FFmpeg Downsampling audio changes the spectral content

Started by Zeus101 5 years ago5 replieslatest reply 5 years ago543 views


I am new to the forum. Please pardon if I am not following forum rules. 

I am downsampling an audio using ffmpeg from 32KHz to 8Khz. The log frequency spectrogram of the original-32Khz shows no frequency content above 2048Hz. But after downsampling the audio to 8Khz the spectrogram show content above 2048hz. Is the shift expected because of down sampling? 

Original 32Khz 

Downsampled 8Khz.


ZeusOriginaldownsampled 8khz 

[ - ]
Reply by nelsonaNovember 30, 2019

Hello Zeus,

Just to be clear:

You state initially that you're downsampling from 32 KHz to 8 KHz (yet state that your original 32 KHz audio has no frequency content above 2.048 KHz, correct)?

If so, when downsampling to 8 KHz, you should have no frequency content over your downsample rate / 2. So if you downsample to 8 KHz, you should have no frequency content over 4 KHz.

If you're seeing something between 2.048 KHz and 4 KHz, my guess is that this was added by FFMpeg to avoid audio errors which may occur during the downsample process.

For instance, Audacity (a free audio editor/DAW), will add noise to an audio track when downsampling or dropping the bit-depth (I think it happens in both situations, but it may only occur in one, though I can't remember which off the top of my head).

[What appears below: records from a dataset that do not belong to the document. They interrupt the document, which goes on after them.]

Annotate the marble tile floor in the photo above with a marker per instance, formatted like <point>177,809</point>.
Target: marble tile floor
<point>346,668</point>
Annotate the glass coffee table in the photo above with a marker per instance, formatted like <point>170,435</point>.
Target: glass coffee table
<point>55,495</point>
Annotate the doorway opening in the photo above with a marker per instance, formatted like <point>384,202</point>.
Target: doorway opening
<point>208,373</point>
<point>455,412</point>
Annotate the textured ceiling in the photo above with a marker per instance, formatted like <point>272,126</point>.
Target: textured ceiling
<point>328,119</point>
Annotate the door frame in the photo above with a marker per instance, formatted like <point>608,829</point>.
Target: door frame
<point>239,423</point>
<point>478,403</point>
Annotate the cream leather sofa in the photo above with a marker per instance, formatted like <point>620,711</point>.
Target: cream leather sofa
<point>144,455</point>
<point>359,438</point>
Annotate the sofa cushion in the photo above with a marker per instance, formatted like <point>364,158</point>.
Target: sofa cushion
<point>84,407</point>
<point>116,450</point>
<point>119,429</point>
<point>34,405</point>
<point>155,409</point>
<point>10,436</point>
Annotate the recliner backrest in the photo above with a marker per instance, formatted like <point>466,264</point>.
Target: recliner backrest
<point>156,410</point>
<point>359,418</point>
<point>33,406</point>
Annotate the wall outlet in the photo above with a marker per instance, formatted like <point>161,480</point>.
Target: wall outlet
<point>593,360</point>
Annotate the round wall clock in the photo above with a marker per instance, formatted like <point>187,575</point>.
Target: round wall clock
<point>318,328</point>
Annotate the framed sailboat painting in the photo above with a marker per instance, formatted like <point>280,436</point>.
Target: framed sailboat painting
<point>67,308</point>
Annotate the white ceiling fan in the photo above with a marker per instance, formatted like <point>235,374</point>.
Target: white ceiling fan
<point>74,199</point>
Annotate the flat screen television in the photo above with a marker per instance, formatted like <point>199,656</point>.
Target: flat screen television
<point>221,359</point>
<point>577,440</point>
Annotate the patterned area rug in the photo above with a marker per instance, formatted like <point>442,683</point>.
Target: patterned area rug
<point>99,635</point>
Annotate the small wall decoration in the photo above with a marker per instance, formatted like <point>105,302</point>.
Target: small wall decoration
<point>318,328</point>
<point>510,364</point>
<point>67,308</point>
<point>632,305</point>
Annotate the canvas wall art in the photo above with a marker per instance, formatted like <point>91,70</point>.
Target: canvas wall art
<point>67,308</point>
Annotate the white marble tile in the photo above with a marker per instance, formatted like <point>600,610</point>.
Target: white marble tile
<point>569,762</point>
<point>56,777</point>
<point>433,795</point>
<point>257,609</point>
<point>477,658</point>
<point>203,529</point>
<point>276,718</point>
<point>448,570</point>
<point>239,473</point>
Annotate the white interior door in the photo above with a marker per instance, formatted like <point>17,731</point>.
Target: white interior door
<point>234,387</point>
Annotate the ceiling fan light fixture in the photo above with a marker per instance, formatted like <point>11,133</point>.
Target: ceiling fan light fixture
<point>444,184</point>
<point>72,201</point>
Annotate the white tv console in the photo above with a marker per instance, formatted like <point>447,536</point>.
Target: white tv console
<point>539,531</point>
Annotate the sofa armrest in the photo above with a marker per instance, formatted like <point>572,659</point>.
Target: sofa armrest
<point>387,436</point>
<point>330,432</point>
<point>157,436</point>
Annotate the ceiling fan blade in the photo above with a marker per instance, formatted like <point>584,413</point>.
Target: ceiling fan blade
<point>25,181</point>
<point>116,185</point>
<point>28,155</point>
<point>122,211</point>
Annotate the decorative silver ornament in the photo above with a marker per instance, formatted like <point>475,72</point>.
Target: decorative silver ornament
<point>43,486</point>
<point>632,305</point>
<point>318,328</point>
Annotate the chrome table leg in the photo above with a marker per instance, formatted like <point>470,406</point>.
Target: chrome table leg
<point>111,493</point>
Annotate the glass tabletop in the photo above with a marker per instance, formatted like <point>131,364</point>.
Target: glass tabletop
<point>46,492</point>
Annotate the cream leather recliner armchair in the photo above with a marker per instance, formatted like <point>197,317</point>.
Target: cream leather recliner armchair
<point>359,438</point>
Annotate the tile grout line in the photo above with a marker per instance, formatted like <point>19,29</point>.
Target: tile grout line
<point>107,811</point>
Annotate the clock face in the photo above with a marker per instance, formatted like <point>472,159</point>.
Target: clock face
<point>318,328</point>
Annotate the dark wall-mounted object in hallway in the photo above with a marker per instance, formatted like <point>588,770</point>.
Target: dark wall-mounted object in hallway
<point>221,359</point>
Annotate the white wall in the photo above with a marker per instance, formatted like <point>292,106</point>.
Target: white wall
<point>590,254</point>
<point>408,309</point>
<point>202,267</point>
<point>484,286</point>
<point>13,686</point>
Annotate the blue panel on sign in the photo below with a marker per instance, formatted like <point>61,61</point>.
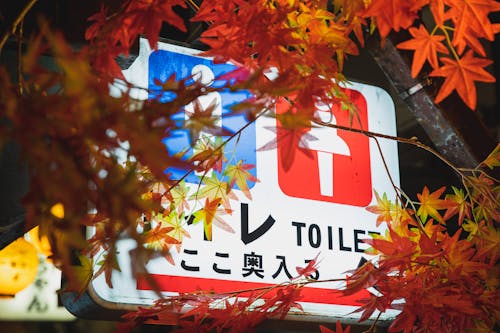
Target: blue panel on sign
<point>162,65</point>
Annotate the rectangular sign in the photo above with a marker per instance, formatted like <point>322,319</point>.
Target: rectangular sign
<point>315,208</point>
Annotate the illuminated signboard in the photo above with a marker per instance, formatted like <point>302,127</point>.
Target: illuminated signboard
<point>317,206</point>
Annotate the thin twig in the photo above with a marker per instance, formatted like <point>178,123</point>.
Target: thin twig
<point>16,22</point>
<point>20,82</point>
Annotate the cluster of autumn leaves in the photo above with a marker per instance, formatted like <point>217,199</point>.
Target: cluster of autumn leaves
<point>88,151</point>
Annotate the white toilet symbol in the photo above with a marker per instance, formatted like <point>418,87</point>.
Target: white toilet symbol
<point>204,75</point>
<point>326,144</point>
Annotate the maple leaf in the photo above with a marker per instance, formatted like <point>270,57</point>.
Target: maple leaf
<point>430,204</point>
<point>209,214</point>
<point>391,14</point>
<point>457,204</point>
<point>159,239</point>
<point>108,264</point>
<point>179,195</point>
<point>201,121</point>
<point>460,75</point>
<point>397,250</point>
<point>471,18</point>
<point>215,188</point>
<point>309,269</point>
<point>493,159</point>
<point>384,209</point>
<point>238,174</point>
<point>338,328</point>
<point>80,275</point>
<point>208,154</point>
<point>175,222</point>
<point>292,131</point>
<point>426,47</point>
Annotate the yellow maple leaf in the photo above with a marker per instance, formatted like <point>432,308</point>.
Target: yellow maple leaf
<point>430,204</point>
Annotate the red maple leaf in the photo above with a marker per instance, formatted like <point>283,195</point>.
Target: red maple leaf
<point>426,47</point>
<point>338,328</point>
<point>460,75</point>
<point>391,15</point>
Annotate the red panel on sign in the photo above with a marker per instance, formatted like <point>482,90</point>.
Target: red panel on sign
<point>182,284</point>
<point>336,167</point>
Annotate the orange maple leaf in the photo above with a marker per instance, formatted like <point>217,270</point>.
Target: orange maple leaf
<point>430,204</point>
<point>460,76</point>
<point>457,204</point>
<point>210,215</point>
<point>391,14</point>
<point>239,175</point>
<point>383,208</point>
<point>426,47</point>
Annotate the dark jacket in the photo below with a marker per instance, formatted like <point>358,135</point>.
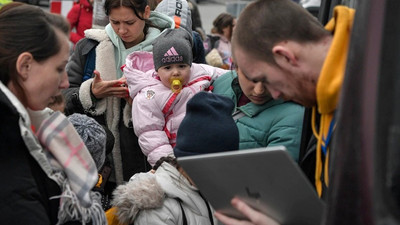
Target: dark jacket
<point>127,157</point>
<point>27,189</point>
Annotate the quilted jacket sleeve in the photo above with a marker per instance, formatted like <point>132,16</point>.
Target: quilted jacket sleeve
<point>75,71</point>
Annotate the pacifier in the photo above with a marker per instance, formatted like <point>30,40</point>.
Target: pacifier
<point>176,85</point>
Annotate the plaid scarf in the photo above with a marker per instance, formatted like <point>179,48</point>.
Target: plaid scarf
<point>74,168</point>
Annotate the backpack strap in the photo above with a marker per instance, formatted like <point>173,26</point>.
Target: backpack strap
<point>183,211</point>
<point>90,64</point>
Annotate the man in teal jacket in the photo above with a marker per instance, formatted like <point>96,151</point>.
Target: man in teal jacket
<point>261,120</point>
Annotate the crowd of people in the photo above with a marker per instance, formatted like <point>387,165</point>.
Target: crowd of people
<point>93,136</point>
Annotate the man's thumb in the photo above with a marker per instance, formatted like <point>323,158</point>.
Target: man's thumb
<point>97,77</point>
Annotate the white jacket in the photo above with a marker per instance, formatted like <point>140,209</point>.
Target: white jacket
<point>152,199</point>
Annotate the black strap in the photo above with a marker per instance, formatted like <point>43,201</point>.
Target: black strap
<point>210,216</point>
<point>183,211</point>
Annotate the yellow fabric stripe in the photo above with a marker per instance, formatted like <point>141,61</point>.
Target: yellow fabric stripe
<point>330,83</point>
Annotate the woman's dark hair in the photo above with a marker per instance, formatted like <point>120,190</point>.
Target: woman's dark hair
<point>138,6</point>
<point>222,21</point>
<point>169,159</point>
<point>26,28</point>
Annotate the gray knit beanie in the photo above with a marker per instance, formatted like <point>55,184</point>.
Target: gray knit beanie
<point>173,46</point>
<point>92,134</point>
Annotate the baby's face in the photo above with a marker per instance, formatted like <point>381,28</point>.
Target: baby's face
<point>170,72</point>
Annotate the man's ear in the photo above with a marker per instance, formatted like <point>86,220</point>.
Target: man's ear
<point>284,56</point>
<point>24,64</point>
<point>146,14</point>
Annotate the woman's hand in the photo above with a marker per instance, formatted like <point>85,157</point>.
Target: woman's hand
<point>255,217</point>
<point>113,88</point>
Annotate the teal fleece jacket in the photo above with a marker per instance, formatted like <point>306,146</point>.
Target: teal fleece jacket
<point>274,123</point>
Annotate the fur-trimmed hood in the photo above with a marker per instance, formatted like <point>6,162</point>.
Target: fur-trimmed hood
<point>150,190</point>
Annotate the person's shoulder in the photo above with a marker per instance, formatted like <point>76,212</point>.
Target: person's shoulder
<point>284,109</point>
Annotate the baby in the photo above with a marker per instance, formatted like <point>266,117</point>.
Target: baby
<point>160,85</point>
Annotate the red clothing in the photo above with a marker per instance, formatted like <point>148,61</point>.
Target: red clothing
<point>80,17</point>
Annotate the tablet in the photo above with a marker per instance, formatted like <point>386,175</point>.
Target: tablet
<point>267,179</point>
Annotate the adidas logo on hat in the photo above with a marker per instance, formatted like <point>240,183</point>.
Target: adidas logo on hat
<point>172,56</point>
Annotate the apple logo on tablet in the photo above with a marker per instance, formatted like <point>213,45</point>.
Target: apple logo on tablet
<point>251,194</point>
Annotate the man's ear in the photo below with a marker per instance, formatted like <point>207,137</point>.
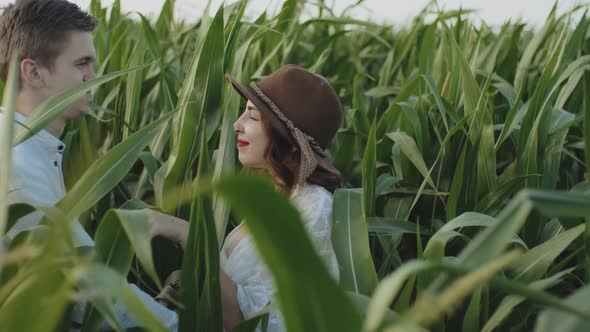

My guess is that the added frequency content you're seeing, is from the noise that was added to your audio track. 

An easy way to find out for certain is to take a test tone (e.g. at 2 KHz - though the digital audio samplerate should be at 32 KHz) and downsample that to 8 KHz using FFMpeg. Once downsampled, look at the audio *.wav file in an audio editor and compare it to your original audio file. 

If you zoom in very closely to the audio waveform, you should see small differences between the two (this should be the added noise). 

By the way, these differences shouldn't be because the downsample, rather, you should notice that the test tone is more jagged for the downsampled version, than the original version. This jaggedness is due to the noise that was added.


[ - ]
Reply by jbrowerNovember 30, 2019


When you mention "Audacity will add noise to an audio track when downsampling" are you referring to dither ?  I have found a lot of online discussion on Audacity's use of dither, both pro and con.  I just wanted to make sure I'm researching the right thing.  Thanks.

[ - ]
Reply by nelsonaNovember 30, 2019

Hello Jeff,

You're absolutely correct, the noise Audacity added on a downsample/bit-depth drop is due to dithering.


[ - ]
Reply by chalilNovember 30, 2019

Hi, you may want to check your spectrogram setting, mainly the y axis setting.  this kind of display can come even come when you open the stream with different sampling rate settings. 

hope it helps


[ - ]
Reply by jbrowerNovember 30, 2019


First, your waveform displays do not match your description.  The first one (orig-spec_65570.png) should show 0 to 16 kHz, if the sampling rate was actually 32 kHz.  The second one (8k-spec_96191.png) should show 0 to 4 kHz, if the sampling rate was actually 8 kHz.  Are you cutting off some of the freq axis display when creating your images ?

Second, if I ignore your frequency axis labels, there is no noise added. The "upper area" (approx 8th out of 8 divisions) in the 1st plot exactly matches its corresponding freq axis area (6th out of 8 divisions) in the 2nd plot.

I have a feeling that if downsampling was in fact performed it was done right, but your freq axis labeling and display is causing confusion.